Blue Jasmine

 

Résumé

Jasmine débarque avec ses valises Vuitton dans un San Francisco provincial pour celle qui ne jure que par Park Avenue et Martha Wineyard. Elle n’a guère eu le choix et se réfugie chez sa sœur Ginger, caissière dans un supermarché, après avoir tout perdu dans le scandale d’une affaire financière frauduleuse dont son mari Hal était l’organisateur. Sur la Cote Ouest, Jasmine pourra-t-elle refaire sa vie ?

Critique

« Blue Moon » est la chanson qui a précipité Jasmine dans les bras de Hal alors qu’elle était à l’Université, rêvant de devenir anthropologue. C’est aussi cet air entêtant – l’air d’un film dont le titre Manhattan Melodrama (1934) aurait dû l’alerter – qui l’a poussée à changer de prénom et à jouer un personnage superficiel et arrangeant auprès de son mari financier, entrainée dans une vie mondaine et vaine où elle s’est mise, sans s’en apercevoir, à se forger une vérité relative qui devait s’avérer fatale.

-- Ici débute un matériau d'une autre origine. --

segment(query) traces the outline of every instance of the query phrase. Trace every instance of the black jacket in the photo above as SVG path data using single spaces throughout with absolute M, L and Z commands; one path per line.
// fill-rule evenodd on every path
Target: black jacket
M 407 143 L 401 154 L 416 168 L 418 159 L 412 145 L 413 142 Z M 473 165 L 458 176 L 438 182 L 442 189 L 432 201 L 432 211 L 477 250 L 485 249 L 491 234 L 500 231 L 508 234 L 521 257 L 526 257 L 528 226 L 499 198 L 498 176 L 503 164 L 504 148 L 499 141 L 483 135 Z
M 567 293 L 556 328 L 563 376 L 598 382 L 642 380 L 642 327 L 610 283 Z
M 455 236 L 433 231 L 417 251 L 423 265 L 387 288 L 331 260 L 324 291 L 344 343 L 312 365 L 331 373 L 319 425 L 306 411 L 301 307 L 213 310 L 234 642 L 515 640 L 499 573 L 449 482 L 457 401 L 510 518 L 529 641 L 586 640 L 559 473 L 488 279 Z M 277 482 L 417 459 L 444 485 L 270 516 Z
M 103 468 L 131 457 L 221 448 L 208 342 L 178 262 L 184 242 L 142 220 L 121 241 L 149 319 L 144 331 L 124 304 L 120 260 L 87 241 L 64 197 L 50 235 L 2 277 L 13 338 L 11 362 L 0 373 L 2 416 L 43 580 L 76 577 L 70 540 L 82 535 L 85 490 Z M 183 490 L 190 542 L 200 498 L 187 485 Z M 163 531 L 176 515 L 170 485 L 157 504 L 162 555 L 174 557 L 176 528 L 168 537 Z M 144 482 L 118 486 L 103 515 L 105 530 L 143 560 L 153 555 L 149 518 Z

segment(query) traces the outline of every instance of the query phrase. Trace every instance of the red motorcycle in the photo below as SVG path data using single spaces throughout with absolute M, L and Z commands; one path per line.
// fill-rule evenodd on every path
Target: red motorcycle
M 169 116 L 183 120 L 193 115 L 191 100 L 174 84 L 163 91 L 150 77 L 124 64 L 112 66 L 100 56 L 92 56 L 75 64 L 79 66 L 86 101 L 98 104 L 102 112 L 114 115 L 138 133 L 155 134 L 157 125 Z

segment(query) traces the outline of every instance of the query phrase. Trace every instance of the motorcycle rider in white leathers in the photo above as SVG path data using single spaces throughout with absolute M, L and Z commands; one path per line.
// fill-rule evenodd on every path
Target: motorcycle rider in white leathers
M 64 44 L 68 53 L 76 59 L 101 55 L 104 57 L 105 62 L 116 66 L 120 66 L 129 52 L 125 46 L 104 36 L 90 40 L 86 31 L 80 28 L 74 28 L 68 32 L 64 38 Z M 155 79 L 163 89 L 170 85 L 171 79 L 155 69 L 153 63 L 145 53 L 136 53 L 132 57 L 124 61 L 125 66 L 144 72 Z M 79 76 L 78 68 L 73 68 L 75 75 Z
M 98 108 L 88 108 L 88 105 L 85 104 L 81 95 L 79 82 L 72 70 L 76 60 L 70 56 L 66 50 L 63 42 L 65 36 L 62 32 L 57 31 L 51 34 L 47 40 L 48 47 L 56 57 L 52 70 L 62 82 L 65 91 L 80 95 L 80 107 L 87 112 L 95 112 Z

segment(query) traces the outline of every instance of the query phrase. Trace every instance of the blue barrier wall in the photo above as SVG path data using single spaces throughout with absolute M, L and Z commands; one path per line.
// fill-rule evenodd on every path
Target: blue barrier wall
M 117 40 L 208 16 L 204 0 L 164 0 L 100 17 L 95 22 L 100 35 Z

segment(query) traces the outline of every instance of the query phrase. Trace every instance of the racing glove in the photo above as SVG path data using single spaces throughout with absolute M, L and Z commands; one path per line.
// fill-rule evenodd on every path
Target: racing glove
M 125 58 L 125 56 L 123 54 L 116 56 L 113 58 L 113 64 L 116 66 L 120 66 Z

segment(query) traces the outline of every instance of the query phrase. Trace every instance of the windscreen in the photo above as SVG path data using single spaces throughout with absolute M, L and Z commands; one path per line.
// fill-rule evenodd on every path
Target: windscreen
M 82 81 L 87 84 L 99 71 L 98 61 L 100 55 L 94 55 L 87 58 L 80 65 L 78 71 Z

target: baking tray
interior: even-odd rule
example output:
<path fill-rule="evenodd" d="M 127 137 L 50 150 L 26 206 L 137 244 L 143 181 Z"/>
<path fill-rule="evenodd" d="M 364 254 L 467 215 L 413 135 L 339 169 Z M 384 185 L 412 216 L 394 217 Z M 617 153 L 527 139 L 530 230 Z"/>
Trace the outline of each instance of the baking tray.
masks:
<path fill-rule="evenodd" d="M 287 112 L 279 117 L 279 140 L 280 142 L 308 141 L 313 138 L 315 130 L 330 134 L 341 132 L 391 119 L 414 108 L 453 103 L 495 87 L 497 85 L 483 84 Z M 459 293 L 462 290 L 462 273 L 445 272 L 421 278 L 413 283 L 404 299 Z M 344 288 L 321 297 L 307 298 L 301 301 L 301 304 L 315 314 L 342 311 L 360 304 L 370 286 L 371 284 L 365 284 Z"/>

Cate Blanchett, bien loin de l’incarnation évanescente de la Fée Galadriel dans les Aventures de Bilbo le Hobbit, est comme Cendrillon après minuit, son carrosse redevenu citrouille n’ayant laissé sur la route que ses dernières valises Vuitton. Elle est une Jasmine habitée par le désarroi d’avoir perdu l’essence même de son image brouillée et par l’obsession de paraître, si cela est encore possible, en dépit de l’acte déraisonnable qui a tout précipité. Un personnage on the hedge, prête à basculer dans la folie et dans le néant. Un personnage fragile, plein de failles qui se bourre de Xanax, sans pourtant que cela prête à rire, comme dans d’autres opus d’Allen. La performance d’actrice est ici étonnante et place la comédienne australienne, qui avance comme une funambule sur le fil de la tragédie, vers un possible Oscar.

Woody Allen lui fait ici sans doute cadeau du plus beau rôle de sa carrière.

A vrai dire, on a surtout le sentiment de retrouver le grand réalisateur New-Yorkais au sommet de son art. Il est troublant de relever que cela correspond à son retour “au pays”. Woody Allen, qu’une certaine désaffection du public américain et ses infortunes – un peu comme le naufrage financier qui pousse Jasmine vers la Côte Ouest – avait contraint de tourner ses derniers films à Londres, à Paris, à Barcelone ou à Rome, au grès des financements disponibles et avec plus ou moins de bonheur, signe ici un grand film.

Pourquoi ? A la fois parce qu’il est sans indulgence sur le dévoiement d’une société qui tient en son sommet sur un tissu d’apparences et de fausses convenances (Hal dont le personnage s’inspire d’un Madoff rajeunit et sans état d’âme, n’était-il pas le bienfaiteur des musées et des organisations caritatives de New York ?) mais également parce qu’il renonce au happy end, à la morale d’une fable dont on sent qu’elle ne fait pas sourire Woody Allen.

Dans Match Point (2005), la prime allait au « méchant » et ambitieux Jonathan Rhys Meyers. La crise est passée par là. Jasmine fredonne désormais sans fin, sur l’air de « Blue Moon », « tu m’as vu alors que j’étais toute seule »… Sans être moraliste, Woody Allen tire toutes les conséquences d’une chute sans issue.